I didn’t cry when the doctors told me I’d never walk again. I simply nodded, as if they’d told me tomorrow’s forecast—sunny skies, maybe paralysis. But what I really needed was space to grieve the life I once knew.
When a nurse suggested part-time help, I refused. “I’ve got it,” I said, even though I didn’t. The kitchen became a battlefield, showers a struggle, and plates slipped from my hands like an unwanted reminder of my new reality.
And then Saara arrived.
She wasn’t what I expected—slightly younger, blunt, not sugary-sweet. But she didn’t treat me like I was fragile either. She just asked, “Where’s the coffee?” and brewed a cup as if she’d been doing it for years.
At first, I kept her at arm’s length, no small talk or personal questions. She handled the basics and left. But little by little, her dry humor chipped away at me. I began setting aside books and articles for her, laughing at her terrible jokes.
One day, I broke down—over something trivial. I dropped a bowl and couldn’t pick it up. Saara knelt beside me, carefully gathering the shards. “It’s not about the bowl, is it?” she murmured.
Something cracked open, and for the first time since my accident, I felt a glimmer of connection.
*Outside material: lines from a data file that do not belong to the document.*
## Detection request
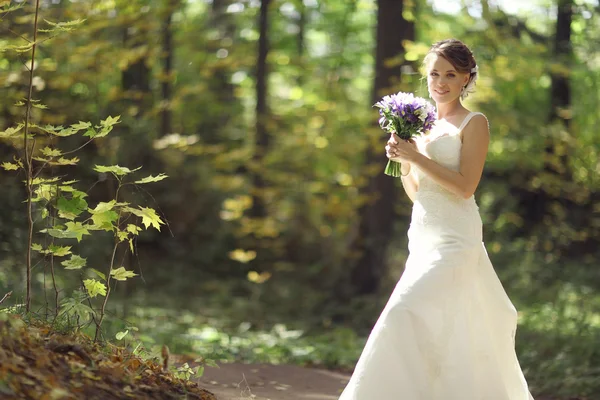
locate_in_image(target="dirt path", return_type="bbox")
[196,362,350,400]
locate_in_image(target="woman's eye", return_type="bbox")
[430,72,438,76]
[447,74,455,78]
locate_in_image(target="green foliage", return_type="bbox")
[0,2,167,343]
[0,0,599,398]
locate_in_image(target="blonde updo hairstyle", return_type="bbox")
[423,39,478,100]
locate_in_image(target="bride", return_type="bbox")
[339,39,534,399]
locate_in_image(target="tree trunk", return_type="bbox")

Like maybe I hadn’t lost everything after all.
Then came the day she told me she might move on to a new opportunity. I forced a smile, but inside, I was screaming “Don’t go!” But Saara didn’t stay; she left, leaving behind a sense of loss and uncertainty.
A week later, she brought me to an adaptive sports program. The energy was infectious—the laughter, the cheering, the sense of community. It was like nothing I’d ever experienced before.
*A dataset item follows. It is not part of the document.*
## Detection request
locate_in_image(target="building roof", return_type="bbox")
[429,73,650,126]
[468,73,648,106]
I started small, trying wheelchair basketball, fumbling with the ball, nearly tipping over more than once. Saara whooped every time I managed to dribble. By the end, I was drenched in sweat, sore, but smiling in a way I hadn’t in months.
Over the weeks, I pushed myself—hand cycling, basketball, even a climbing session. Each time I doubted myself, Saara reminded me I could do more. She believed in me until I started believing in myself.
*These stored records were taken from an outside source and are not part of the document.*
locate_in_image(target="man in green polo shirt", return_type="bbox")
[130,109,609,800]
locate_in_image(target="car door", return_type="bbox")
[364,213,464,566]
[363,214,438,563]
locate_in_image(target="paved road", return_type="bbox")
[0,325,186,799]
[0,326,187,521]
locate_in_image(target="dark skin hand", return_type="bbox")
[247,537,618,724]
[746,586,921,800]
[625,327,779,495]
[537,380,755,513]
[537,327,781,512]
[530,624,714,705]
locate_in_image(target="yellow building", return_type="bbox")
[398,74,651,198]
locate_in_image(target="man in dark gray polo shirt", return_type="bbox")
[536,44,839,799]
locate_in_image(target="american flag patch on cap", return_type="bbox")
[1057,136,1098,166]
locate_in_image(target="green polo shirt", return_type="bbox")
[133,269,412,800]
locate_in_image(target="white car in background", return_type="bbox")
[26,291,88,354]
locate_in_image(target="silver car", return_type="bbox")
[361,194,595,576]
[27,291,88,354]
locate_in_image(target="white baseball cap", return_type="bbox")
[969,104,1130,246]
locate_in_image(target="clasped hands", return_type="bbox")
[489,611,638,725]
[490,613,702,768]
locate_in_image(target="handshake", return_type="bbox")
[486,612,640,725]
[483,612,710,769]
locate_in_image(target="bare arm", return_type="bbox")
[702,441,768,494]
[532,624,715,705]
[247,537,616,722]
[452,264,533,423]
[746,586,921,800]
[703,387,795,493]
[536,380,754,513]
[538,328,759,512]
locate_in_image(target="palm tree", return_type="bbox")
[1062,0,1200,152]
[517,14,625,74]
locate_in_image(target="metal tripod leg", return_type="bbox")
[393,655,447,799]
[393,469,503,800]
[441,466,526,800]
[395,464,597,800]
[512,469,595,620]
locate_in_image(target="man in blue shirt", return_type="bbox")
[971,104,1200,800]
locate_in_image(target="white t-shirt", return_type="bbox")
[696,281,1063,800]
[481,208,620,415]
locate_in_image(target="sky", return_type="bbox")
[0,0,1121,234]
And then the day came—her last morning. As we hugged goodbye, I felt the ache of loss hit me once again. But this time, it wasn’t the same. Because Saara had given me something lasting: the belief that I could still live fully, even if differently.
That night, I played harder than ever, tears streaking down my cheeks as our team won. And in the crowd, there she was—Saara—smiling through the noise.
As I looked at her, I knew what I had to do: keep moving forward.